A question about net.eval()

Hi,
Could anyone help me?
After several batch training in every epoch, I tested my network on the validation set. Here is my pseudocode:

for i in range(epoch):
       #######     train   #############
      for j , batch in enumerate(train_loader):
                   pred = net(batch)
                   loss  = loss_function(pred, label)
                   loss.backward()
                   optimizer.zero_grad()
                   optimizer.step()
                    
             ######  validation  ##########
                   if j % 10 ==0:
                        net.eval()
                         for jj , batch2 in enumerate(validation_loader):
                                pred2 = net(batch2)
                                loss  = loss_function(pred2, label)
                    

After the validation, my network parameter‘’s (e.g. nn.Parameter(torch.ones(1))) gradient becomes 0!!!

But I rewrite my pseudocode as follows:

for i in range(epoch):
       #######     train   #############
      for j , batch in enumerate(train_loader):
                   pred = net(batch)
                   loss  = loss_function(pred, label)
                   loss.backward()
                   optimizer.zero_grad()
                   optimizer.step()
                    
             ######  validation  ##########
                   if j % 10 ==0:
                        net.eval()
                         for jj , batch2 in enumerate(validation_loader):
                                pred2 = net(batch2)
                                loss  = loss_function(pred2, label)

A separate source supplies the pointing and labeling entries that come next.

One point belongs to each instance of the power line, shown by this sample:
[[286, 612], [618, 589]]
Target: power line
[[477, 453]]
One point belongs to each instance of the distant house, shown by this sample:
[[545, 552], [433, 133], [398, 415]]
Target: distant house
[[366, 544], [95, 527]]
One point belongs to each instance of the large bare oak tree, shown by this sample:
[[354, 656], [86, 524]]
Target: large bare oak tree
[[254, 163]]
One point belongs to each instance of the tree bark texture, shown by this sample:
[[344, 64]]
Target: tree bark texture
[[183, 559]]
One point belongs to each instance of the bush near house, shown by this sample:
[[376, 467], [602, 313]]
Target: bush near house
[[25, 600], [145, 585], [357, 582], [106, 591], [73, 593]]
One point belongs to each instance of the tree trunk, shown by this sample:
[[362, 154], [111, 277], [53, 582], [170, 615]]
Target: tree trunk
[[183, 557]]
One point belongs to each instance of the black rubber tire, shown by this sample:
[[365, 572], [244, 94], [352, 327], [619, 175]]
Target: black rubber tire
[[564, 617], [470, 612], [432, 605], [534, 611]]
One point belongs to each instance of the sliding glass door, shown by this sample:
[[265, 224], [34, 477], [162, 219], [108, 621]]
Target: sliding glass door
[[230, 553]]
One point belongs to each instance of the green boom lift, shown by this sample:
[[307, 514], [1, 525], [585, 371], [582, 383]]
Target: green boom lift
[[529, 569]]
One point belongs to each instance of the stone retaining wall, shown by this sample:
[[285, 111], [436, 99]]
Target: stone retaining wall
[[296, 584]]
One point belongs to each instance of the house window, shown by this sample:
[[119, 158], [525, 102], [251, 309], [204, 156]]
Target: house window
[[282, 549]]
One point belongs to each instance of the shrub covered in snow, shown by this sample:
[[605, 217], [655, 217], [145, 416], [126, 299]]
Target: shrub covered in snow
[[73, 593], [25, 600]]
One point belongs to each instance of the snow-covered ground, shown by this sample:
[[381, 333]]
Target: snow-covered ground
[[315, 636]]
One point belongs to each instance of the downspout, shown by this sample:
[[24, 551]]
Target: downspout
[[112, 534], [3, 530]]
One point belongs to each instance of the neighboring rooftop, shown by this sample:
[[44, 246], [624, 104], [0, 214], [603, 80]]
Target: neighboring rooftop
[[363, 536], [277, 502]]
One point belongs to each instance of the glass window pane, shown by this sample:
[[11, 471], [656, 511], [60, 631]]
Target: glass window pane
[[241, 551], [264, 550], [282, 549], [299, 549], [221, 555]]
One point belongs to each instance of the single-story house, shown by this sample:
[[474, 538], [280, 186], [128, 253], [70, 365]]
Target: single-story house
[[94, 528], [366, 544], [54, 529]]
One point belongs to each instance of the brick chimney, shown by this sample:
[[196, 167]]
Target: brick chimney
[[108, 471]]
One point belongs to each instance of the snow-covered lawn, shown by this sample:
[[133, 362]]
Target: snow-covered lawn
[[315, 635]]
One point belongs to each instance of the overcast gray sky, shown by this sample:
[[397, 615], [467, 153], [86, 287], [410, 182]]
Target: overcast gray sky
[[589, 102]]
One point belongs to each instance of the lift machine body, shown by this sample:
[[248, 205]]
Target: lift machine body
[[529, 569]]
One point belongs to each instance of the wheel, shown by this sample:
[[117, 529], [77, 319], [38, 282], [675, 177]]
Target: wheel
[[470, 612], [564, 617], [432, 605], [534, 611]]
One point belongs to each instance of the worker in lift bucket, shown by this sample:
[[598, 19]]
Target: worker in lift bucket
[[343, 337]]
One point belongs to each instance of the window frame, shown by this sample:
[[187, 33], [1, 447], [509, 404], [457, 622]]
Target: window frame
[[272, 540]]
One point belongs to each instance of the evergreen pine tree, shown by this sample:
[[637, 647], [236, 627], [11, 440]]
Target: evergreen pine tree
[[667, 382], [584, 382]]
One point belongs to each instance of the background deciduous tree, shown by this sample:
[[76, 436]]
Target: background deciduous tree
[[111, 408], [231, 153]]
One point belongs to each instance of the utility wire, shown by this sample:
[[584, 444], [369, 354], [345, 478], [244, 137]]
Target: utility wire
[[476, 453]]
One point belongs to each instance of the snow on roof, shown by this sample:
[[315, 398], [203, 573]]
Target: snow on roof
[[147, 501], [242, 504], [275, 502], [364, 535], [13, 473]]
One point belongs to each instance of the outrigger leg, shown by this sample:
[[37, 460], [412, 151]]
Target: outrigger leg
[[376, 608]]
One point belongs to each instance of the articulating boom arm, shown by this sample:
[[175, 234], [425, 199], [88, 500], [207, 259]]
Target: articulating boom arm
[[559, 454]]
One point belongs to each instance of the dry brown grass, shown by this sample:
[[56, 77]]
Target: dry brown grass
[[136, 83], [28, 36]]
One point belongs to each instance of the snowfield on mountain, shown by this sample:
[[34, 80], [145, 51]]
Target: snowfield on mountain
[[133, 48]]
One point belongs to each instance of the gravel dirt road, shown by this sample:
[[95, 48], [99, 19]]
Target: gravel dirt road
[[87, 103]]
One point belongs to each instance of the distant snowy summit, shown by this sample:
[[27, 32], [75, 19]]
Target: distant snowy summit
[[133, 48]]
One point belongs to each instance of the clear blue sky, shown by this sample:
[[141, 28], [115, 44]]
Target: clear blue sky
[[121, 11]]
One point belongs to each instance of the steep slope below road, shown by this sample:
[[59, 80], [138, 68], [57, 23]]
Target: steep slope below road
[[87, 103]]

                    **net.train()**

The only difference is that I add “net.train()” after the validation, then the gradient of nn.Parameter would not become 0.

So my question:
I should add this “net.train()” after the validation everytime, or I just did something wrong?

Could anyone help me?

You should call model.train() again before continuing with the training.
This will make sure to set all layers to training mode again, which would change the behavior of e.g. dropout and batchnorm layers.